Some writers have argued that hospices serve to cordon off and privatise the worst forms of dying and bodily degeneration. If this is the case, it is also true that hospices can re-enchant dying by sustaining remnants of death etiquette and by innovating new death rituals is response to social diversity and change. Hospice staffs regularly reunite families and friends, hunt down local stashes of Ganges water, use a compass to angle a patient’s bed towards Mecca, or set up Skype for long-distance farewells. They arrange visits from the hairdresser, a beloved pet, a priest or a lover. Kim screeches in mock horror as she remembers her care team’s efforts to secure a private double-bedded room in the hospice for some conjugal privacy with her partner. ‘Nothing happened’ she swears, ‘It would be like fucking in a church.’

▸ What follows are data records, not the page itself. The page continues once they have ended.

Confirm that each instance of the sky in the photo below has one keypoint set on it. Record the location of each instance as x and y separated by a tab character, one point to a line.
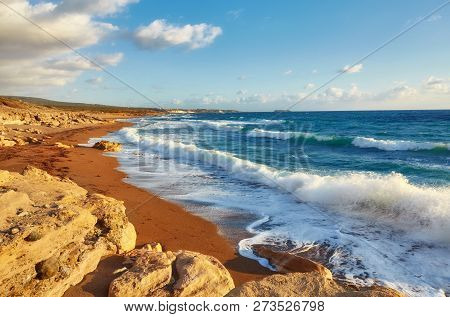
254	55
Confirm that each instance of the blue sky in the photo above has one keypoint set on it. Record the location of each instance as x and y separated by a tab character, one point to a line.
244	55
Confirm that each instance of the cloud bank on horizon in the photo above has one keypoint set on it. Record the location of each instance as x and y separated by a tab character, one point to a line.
222	55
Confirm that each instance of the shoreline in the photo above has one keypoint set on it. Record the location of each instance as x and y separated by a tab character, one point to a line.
155	219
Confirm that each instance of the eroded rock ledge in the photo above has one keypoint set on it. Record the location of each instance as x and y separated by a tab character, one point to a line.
176	274
52	233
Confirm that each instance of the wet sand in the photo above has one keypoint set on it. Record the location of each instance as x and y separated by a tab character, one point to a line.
154	218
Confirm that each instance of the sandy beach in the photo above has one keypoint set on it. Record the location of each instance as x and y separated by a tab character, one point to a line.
73	226
154	218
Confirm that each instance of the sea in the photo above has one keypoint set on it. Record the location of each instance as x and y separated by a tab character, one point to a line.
365	193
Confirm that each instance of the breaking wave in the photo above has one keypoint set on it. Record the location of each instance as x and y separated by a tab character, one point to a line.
388	199
361	142
398	145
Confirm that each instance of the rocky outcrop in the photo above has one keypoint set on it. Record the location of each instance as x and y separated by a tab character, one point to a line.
18	112
52	233
180	274
151	271
312	284
108	146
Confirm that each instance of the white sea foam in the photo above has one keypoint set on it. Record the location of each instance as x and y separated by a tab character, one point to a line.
385	199
397	145
285	135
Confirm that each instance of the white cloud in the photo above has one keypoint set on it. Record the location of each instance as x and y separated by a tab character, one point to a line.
403	92
109	59
434	18
95	80
352	69
94	7
235	14
159	35
436	85
29	57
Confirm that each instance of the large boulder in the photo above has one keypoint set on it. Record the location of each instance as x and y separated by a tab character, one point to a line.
108	146
52	233
152	271
200	275
161	274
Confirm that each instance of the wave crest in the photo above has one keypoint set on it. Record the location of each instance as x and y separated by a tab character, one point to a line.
388	199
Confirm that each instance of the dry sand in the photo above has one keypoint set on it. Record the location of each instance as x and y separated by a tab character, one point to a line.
154	218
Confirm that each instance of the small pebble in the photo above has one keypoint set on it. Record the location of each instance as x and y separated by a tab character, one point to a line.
15	230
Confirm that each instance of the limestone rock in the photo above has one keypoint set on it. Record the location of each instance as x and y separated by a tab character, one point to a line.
200	275
312	284
151	271
52	233
160	274
108	146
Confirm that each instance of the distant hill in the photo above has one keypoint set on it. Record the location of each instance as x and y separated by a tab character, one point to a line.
77	106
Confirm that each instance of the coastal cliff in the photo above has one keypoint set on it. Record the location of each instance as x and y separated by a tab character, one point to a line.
52	233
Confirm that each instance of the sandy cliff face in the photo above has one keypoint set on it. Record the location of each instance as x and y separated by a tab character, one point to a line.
52	233
17	112
172	274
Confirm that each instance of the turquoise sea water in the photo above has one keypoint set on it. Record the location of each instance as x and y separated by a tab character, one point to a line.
365	193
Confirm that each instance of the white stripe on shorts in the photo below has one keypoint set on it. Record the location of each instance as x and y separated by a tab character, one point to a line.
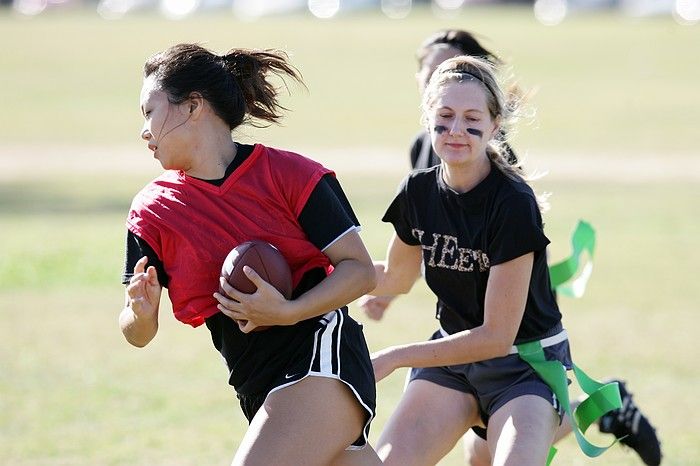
327	352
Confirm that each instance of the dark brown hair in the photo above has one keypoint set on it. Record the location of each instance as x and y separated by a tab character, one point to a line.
463	41
236	84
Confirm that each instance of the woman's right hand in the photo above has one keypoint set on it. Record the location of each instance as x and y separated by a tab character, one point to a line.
375	306
143	290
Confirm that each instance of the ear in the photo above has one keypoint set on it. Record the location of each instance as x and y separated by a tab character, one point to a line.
196	103
496	126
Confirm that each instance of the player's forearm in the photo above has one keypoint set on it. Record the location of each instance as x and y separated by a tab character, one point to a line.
461	348
349	280
393	281
138	330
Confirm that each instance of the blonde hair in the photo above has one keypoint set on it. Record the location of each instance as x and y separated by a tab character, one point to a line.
504	107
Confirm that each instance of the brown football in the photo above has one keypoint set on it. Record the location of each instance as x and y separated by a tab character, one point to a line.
266	260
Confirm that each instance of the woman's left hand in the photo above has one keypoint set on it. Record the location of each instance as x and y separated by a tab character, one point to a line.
383	363
265	307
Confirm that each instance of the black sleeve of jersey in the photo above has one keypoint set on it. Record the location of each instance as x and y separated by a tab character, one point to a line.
327	213
516	229
136	248
397	214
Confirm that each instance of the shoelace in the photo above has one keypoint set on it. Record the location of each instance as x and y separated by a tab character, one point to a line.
629	414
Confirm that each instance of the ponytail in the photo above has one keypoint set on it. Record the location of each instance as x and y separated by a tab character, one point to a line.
251	69
236	84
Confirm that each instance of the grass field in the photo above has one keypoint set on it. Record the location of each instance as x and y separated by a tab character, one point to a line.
616	126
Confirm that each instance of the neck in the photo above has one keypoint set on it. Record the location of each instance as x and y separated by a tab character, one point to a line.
213	154
465	176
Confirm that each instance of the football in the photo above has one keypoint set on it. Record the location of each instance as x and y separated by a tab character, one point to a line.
266	260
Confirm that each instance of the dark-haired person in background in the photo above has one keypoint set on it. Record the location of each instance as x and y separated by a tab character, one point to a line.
309	376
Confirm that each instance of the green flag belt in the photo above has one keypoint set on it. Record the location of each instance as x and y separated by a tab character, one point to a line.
601	398
562	273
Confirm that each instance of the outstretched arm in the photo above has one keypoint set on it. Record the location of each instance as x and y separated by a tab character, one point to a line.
400	270
139	318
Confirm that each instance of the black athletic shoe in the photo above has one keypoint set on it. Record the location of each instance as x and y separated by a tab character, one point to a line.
633	427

It's important to remember that despite stories of inadequate or bad end of life care, good care is not always about financial resources, the latest technology or tool. Whatever it is they are doing, or trying to do, I have noticed that the very best palliative carers, whether they are working in a hospice, hospital, care home or in the community, never give up on listening and talking. Hearing is the last sense to close down. But there is more to it than this.
I was surprised and comforted when a district nurse came to remove the syringe driver and catheter from my mother not long after she had died. As the nurse performed these last intimate tasks, she tended to my mother slowly and with careful dexterity. As if my mother was still present and sentient, the nurse called her by her name, stroked her arm and continued to talk to her in soothing, gentle tones until she had completed all of the procedures. It felt like love.